Azure repository settings

You can use Azure Blob storage as a repository for Snapshot and restore. This page lists the settings you can use to configure how Elasticsearch connects to Azure and how it stores data in your repository.

There are two categories of settings:

Client settings control how Elasticsearch connects to Azure Blob storage, including authentication credentials, endpoints, proxies, and timeouts. These are defined per client in elasticsearch.yml or the Elasticsearch keystore, and can be shared across multiple repositories.
Repository settings control per-repository behavior such as the target container, chunk size, throttling, and location mode. These are specified when creating or updating a repository via the API.

For step-by-step setup instructions, refer to Azure repository.

Client settings

The Azure repository client used to connect to Azure Blob storage has a number of available settings. Client setting names are of the form azure.client.CLIENT_NAME.SETTING_NAME. By default, azure repositories use a client named default, but you may specify a different client name when registering each repository.

The following list describes the available client settings. Those that must be stored in the keystore are marked as (Secure, reloadable); the other settings must be stored in the elasticsearch.yml file.
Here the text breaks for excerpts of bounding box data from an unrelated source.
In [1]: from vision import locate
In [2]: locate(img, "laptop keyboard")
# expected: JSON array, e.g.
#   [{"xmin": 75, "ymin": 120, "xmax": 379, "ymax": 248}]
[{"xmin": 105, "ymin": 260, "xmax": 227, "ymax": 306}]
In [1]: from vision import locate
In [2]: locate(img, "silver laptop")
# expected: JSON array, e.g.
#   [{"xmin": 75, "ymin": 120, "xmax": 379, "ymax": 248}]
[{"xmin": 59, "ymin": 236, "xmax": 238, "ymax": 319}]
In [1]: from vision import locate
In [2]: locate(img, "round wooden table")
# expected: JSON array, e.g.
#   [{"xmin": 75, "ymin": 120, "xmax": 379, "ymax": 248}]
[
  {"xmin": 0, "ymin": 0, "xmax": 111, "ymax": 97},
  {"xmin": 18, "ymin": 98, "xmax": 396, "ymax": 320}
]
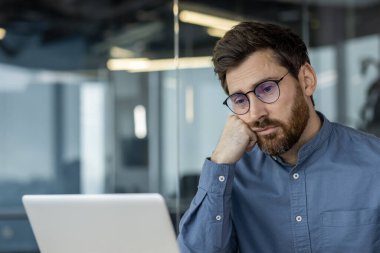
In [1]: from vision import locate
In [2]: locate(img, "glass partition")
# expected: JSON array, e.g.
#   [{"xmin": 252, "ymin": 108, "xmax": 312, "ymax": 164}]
[
  {"xmin": 0, "ymin": 0, "xmax": 380, "ymax": 252},
  {"xmin": 178, "ymin": 1, "xmax": 380, "ymax": 223}
]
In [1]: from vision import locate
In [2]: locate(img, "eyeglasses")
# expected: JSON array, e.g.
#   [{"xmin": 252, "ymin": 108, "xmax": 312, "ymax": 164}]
[{"xmin": 223, "ymin": 72, "xmax": 289, "ymax": 115}]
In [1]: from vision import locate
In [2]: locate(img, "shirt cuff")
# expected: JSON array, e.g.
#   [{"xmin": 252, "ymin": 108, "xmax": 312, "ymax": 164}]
[{"xmin": 198, "ymin": 159, "xmax": 235, "ymax": 195}]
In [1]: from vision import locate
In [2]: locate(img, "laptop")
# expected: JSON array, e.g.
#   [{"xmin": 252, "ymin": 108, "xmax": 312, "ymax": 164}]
[{"xmin": 22, "ymin": 193, "xmax": 179, "ymax": 253}]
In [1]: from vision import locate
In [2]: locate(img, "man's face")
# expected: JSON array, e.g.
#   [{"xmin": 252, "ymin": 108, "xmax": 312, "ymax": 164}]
[{"xmin": 227, "ymin": 50, "xmax": 309, "ymax": 155}]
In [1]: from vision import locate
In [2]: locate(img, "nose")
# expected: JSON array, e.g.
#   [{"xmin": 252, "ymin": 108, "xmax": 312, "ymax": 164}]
[{"xmin": 245, "ymin": 92, "xmax": 268, "ymax": 123}]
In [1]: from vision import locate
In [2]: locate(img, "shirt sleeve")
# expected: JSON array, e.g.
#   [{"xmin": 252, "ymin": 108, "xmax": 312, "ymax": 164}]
[{"xmin": 178, "ymin": 159, "xmax": 237, "ymax": 253}]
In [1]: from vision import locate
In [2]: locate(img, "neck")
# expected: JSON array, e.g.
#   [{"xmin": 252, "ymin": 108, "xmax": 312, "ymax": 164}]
[{"xmin": 280, "ymin": 109, "xmax": 322, "ymax": 166}]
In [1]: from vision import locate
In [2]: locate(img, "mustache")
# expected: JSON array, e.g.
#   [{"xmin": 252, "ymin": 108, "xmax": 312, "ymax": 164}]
[{"xmin": 252, "ymin": 118, "xmax": 282, "ymax": 128}]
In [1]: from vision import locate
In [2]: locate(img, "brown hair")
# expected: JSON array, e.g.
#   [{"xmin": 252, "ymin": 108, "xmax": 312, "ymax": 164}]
[{"xmin": 212, "ymin": 22, "xmax": 310, "ymax": 94}]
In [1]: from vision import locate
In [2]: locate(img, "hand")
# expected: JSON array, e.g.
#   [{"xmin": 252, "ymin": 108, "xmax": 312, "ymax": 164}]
[{"xmin": 211, "ymin": 115, "xmax": 257, "ymax": 164}]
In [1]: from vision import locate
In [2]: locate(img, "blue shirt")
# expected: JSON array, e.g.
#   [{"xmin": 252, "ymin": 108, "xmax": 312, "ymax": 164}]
[{"xmin": 178, "ymin": 115, "xmax": 380, "ymax": 253}]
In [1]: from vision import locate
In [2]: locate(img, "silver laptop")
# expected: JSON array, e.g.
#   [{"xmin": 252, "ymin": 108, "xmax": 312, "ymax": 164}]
[{"xmin": 22, "ymin": 193, "xmax": 179, "ymax": 253}]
azure.client.CLIENT_NAME.account (Secure, reloadable): The Azure account name, which is used by the repository's internal Azure client. This setting is required for all clients.
azure.client.CLIENT_NAME.endpoint_suffix: The Azure endpoint suffix to connect to. The default value is core.windows.net.
azure.client.CLIENT_NAME.key (Secure, reloadable): The Azure secret key, which is used by the repository's internal Azure client. Alternatively, use sas_token.
azure.client.CLIENT_NAME.max_retries: The number of retries to use when an Azure request fails. This setting helps control the exponential backoff policy. It specifies the number of retries that must occur before the snapshot fails. The default value is 3. The initial backoff period is defined by Azure SDK as 30s. Thus there is 30s of wait time before retrying after a first timeout or failure. The maximum backoff period is defined by Azure SDK as 90s.
azure.client.CLIENT_NAME.proxy.host: The host name of a proxy to connect to Azure through. By default, no proxy is used.
azure.client.CLIENT_NAME.proxy.port: The port of a proxy to connect to Azure through. By default, no proxy is used.
azure.client.CLIENT_NAME.proxy.type: Register a proxy type for the client. Supported values are direct, http, and socks. For example: azure.client.default.proxy.type: http. When proxy.type is set to http or socks, proxy.host and proxy.port must also be provided. The default value is direct.
azure.client.CLIENT_NAME.sas_token (Secure, reloadable): A shared access signatures (SAS) token, which the repository's internal Azure client uses for authentication. The SAS token must have read (r), write (w), list (l), and delete (d) permissions for the repository base path and all its contents. These permissions must be granted for the blob service (b) and apply to resource types service (s), container (c), and object (o). Alternatively, use key.
azure.client.CLIENT_NAME.timeout: The client side timeout for any single request to Azure, as a time unit. For example, a value of 5s specifies a 5 second timeout. There is no default value, which means that Elasticsearch uses the default value set by the Azure client.
azure.client.CLIENT_NAME.endpoint: The Azure endpoint to connect to. It must include the protocol used to connect to Azure.
azure.client.CLIENT_NAME.secondary_endpoint: The Azure secondary endpoint to connect to. It must include the protocol used to connect to Azure.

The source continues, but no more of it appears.